Archaeology and the Shield Maiden: The Evidence
Overall, there can be little doubt that a strong theme exists in the sagas of women taking up arms, both mythologically and in Viking pseudohistories. In recent years, much effort has been put into exploring these possibilities through the archaeological record, with some shocking results. Using newly-invented gene-sequencing technologies, archaeologists have been able to accurately assess the sex of Viking burials, where before they depended on educated guesswork. At worst, historians had assumed that burials containing male-themed burial goods ‘must’ have contained a man, and conversely for ‘female’ objects. Osteoarchaeology (the study of bones) has proved to be good for many things – but fallible for determining sex. In 2017, archaeologists re-analyzed the Birka warrior grave: discovered in 1889, it is one of the best preserved warrior-burials yet found., containing high-status armor, Viking swords and even hnefatafl gaming pieces. To the delight of much of the archaeological community (and the upset of traditionalists), the grave was found to contain a female skeleton with XX chromosomes.

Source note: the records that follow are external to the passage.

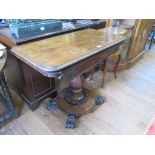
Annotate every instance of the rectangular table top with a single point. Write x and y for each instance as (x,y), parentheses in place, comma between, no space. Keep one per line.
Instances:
(56,53)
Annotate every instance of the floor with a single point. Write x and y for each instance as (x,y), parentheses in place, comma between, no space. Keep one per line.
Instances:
(129,107)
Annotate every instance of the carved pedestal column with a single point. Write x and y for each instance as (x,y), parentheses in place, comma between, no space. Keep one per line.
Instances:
(76,101)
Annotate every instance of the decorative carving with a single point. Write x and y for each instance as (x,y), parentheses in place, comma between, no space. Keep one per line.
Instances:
(7,98)
(51,105)
(70,123)
(99,100)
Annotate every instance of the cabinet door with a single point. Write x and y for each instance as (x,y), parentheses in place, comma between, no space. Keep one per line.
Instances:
(140,37)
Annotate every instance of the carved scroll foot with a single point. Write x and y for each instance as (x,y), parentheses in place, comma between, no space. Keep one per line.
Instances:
(70,123)
(51,105)
(99,100)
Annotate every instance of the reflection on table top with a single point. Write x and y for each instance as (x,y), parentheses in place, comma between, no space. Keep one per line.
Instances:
(56,53)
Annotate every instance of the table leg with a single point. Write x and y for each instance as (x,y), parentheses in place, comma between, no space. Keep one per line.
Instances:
(76,100)
(7,98)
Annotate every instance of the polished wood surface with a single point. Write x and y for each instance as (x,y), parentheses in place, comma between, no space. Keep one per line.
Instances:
(128,110)
(10,41)
(56,53)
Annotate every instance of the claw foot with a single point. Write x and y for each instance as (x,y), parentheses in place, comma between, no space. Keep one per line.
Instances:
(70,123)
(99,100)
(52,105)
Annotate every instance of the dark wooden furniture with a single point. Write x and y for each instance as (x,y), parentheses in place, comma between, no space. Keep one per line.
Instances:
(5,98)
(152,37)
(69,56)
(29,83)
(138,33)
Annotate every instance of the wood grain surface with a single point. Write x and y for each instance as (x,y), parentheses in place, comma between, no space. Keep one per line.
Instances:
(129,108)
(56,53)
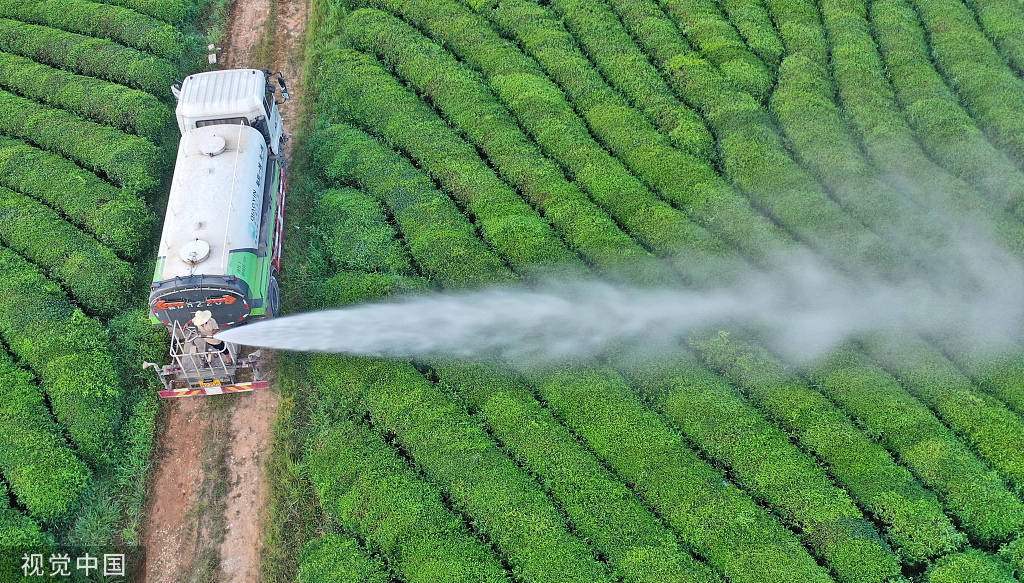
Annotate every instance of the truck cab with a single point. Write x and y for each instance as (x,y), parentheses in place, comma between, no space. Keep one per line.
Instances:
(237,96)
(221,240)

Clearly, traditional conceptions of Viking women as exclusively non-combatant are becoming shakier than ever – but questions remains as to how diagnostic burials can be. Do they represent the actual identities and roles held in life, or are they more complex statements? I explore these ideas in our blog on the Suontaka burial, which contained the remains of a woman with XXY chromosomes. Away from the (understandably) triumphal headlines proclaiming the certainty of Viking shield maidens, there is a long way to go in order to understand the gender roles of Viking society.
Now that you have a better grounding in the position of Viking shield maidens, you have a firm basis on which to make informed historical choices for your Viking shield maiden costume. Live-action roleplay and historical re-enactment is a valid form of historical exploration (as well as a ton of fun), and figuring out what it might have been like for women on the Early Medieval battlefield is a worthy goal.